MÁRIO PALMÉRIO - Um bom romancista quando descreve uma caçada ou uma pescaria. Nas figuras humanas é péssimo. Mas é pitoresco. Sobretudo quando chega do Amazonas contando histórias interessantes que não se podem conferir.
MIGUEL ARRAES - É falso e hipócrita. Esteve muitas vezes aqui em Apipucos. Conheço bem. Pode estar se fingindo de morto.
NÉLSON RODRIGUES - É singular e muito desigual. "Vestido de Noiva" é a primeira manifestação de bom teatro brasileiro.
PEDRO ALEIXO - Um liberal, foi colocado na vice-presidência para enfeitar. Os liberais são muito bons para enfeitar.
PINHEIRO MACHADO - Uma grande figura. Um não-liberal autêntico.
PLÍNIO SALGADO - Um homem sincero. Um homem de bem. O que se poderia chamar de um homem de bem. Mas um bes-ta-lhão.
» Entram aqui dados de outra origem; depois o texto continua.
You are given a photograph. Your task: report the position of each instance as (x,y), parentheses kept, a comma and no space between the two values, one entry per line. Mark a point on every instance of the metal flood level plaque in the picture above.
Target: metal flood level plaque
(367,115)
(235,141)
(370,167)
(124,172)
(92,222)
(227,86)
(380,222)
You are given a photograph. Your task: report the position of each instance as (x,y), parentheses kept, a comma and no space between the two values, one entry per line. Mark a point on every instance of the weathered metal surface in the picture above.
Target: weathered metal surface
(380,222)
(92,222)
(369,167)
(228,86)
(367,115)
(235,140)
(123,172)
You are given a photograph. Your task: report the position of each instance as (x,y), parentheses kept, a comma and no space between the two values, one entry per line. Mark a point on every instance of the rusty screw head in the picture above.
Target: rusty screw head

RAUL PILLA - Um liberal angelical.
ROBERTO CAMPOS - É um retórico. Foi quase padre.
RUI BARBOSA - Não conhecia o Brasil. Nada, nada. Muito pouco da Bahia e da rua São Clemente, no Rio de Janeiro.
SALAZAR - Vaidosíssimo.
SAN THIAGO DANTAS - Um homem inteligentíssimo. Deveria ter sido primeiro-ministro.
SARTRE - Um chato. A Simone, não.
TRISTÃO DE ATHAYDE - Um mediocrão. Veio da Europa - era muito rico - sabendo algumas coisas. Quando escrevi "Casa-Grande", ele tinha uma coluna de crítica literária e não fez a menor referência. Em 1935, pediu a minha prisão. Se tanta gente estava sendo presa - dizia -, porque não mandavam prender os organizadores de um congresso sobre a cultura afro-brasileira? Eu tinha organizado esse congresso no Recife.
Fonte: O FIEL do poder moderador. Veja. Rio de Janeiro, 21 jun. 1972.